FLOKI is the utility token of the Floki ecosystem, which “offers a 3D NFT Metaverse, DeFi utilities, a crypto education platform, NFTs, a merchandise store, and more.” The cryptocurrency was created as a meme shortly after Musk revealed his Shiba Inu dog was named Floki.

In its newly unveiled roadmap, the team behind Floki Inu revealed the project aims to become the most known and used in the cryptocurrency space. The roadmap includes a complete phase that saw the launch of a merch store, a partnership with Binance Pay and Pyth Network, and the launch of a Chinese version of its whitepaper. The project is then working on launching on OKC – the OKX Chain – and providing DeFi lending and borrowing facilities, upgrading FlokiFi Locker and releasing a native staking program.

The roadmap also includes a second phase, which involved the launch of a redesign for FlokiFi and a debit card for the project, before a third phase would include the release of a public version of the University of Floki. A fourth phase would see the release of the mainnet of Valhalla, as well as a Chinese version of the play-to-earn NFT game. The team also alluded to a “mystery project.”

FLOKI Roadmap

The phases are not tied to specific months or quarters and the team behind FLOKI will only move to the next phase once the previous phase is completed. As CryptoGlobe reported, the project’s price surged earlier this month after Tesla, Twitter, and Space X CEO Elon Musk published pictures of his dog, named Floki, as the CEO of the microblogging platform he owns.
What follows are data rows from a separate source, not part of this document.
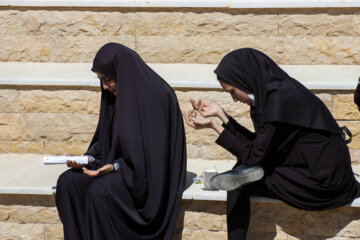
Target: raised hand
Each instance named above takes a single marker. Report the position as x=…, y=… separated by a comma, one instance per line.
x=74, y=164
x=196, y=123
x=210, y=109
x=196, y=105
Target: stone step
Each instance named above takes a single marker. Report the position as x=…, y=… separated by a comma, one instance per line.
x=315, y=77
Year-to-date, FLOKI is up nearly 500% as it’s one of the best-performing digital assets on the market.

FLOKIUSD Chart via TradingView

$FLOKI’s price has also been surging after it became the largest holding among BNB Chain whales after its developers made late last month a proposal to burn nearly $55 million of its FLOKI tokens and reduce a transaction tax in a move made to position Floki as a serious DeFi contender and address security risks associated with cross-chain bridges.
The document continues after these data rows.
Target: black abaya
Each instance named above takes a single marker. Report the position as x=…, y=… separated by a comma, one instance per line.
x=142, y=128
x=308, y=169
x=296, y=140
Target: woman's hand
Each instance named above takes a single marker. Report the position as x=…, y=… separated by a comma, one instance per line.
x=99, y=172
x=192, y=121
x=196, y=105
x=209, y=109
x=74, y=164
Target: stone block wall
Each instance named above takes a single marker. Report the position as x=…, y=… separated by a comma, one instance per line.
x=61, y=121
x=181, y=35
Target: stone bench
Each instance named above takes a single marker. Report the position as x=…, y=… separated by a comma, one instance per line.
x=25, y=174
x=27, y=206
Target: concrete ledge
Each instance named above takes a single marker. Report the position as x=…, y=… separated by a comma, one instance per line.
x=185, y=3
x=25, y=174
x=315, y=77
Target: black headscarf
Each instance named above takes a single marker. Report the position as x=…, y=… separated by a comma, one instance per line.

The proposal was approved by an overwhelming majority of the cryptocurrency’s community and argued that burning tokens is a way to reduce supply, which subsequently adds value to each token so long as demand remains constant. In addition, the Floki team hopes that by taking this step, they can demonstrate a strong focus on utility and fundamentals, which will help the project stand out in the crowded DeFi market.

The proposal also highlighted the security risks associated with cross-chain bridges, which have been the subject of much debate in the crypto community. The Floki team argued that an exploit on their main cross-chain bridge would have a catastrophic impact on the project since it currently holds 55.7% of what FLOKI’s total circulating supply should be.